Saturday, March 22

Killing Giants and Making Nations

The nineteenth century missions movement affords us many lessons in a myriad of arenas. But one episode from that great epoch seems to particularly stands out--even as American troops sweep across southern Iraq and toward Baghdad and we begin to ponder the task of rebuilding a shattered nation. Today, teaching in Louisiana, I will share the remarkable story of a similarly grave challenge:

In 1824, the Glasgow Missionary Society founded the Lovedale mission station deep in the Cape Province of South Africa. The hardy pioneers who staffed the station devoted themselves to evangelistic work for nearly four decades. Alas, their efforts bore little fruit and the Society eventually decided to cut its losses and close Lovedale. On this day in 1867 however, a young and ambitious educator, James Stewart, proposed turning the mission station into a mission school.

Stewart had come to South Africa to work with David Livingstone in an effort to establish new industrial enterprises along the Mabotsa frontier on the headwaters of the Limpopo River. Like Livingstone, he believed he was called to help “open up” Africa's interior to the broader influences of Western civilization. Once that occurred, he was certain that commerce and Christianity would work hand-in-hand to end the evils of slave trading, tribal warfare, and primitive barbarism.

He conceived of the idea of transforming the old failed mission station into a fully integrated institution of learning as a first step toward that goal of liberating Africa from the pagan bonds of oppression, ignorance, and brutality. He served as principal of Lovedale for most of the next thirty-eight years and succeeded in transforming it into the premiere school for indigenous peoples in the region. Stewart’s emphasis on combining a substantive classical Christian curriculum with practical vocational training made his students indispensable to the burgeoning development of Africa.

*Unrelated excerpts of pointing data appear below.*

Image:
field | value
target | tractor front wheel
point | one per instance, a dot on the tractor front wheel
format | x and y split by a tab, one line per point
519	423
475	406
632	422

Tellingly, Stewart called his philosophy of education the “Adullam Strategy.” He appropriately took the name from descriptions of the life of David: like David, Stewart willingly served as the captain to a distressed, indebted, and embittered people only to see them transformed into “mighty men.” He did not despise the day of small beginnings. Rather, he invested himself in the lives of a motley crew of the least and the last. And by God’s grace they eventually became giant-killers.

Today, if there is to be any hope of restoring Iraq, removing the specter of tyranny and barbarism, and pointing the way for future generations in the Persian Gulf region to peace, prosperity, and freedom, we'd best not simply rely on shock-and-awe. We'd best consider something akin to the “Adullam Strategy.” After all, there are still giants in the land.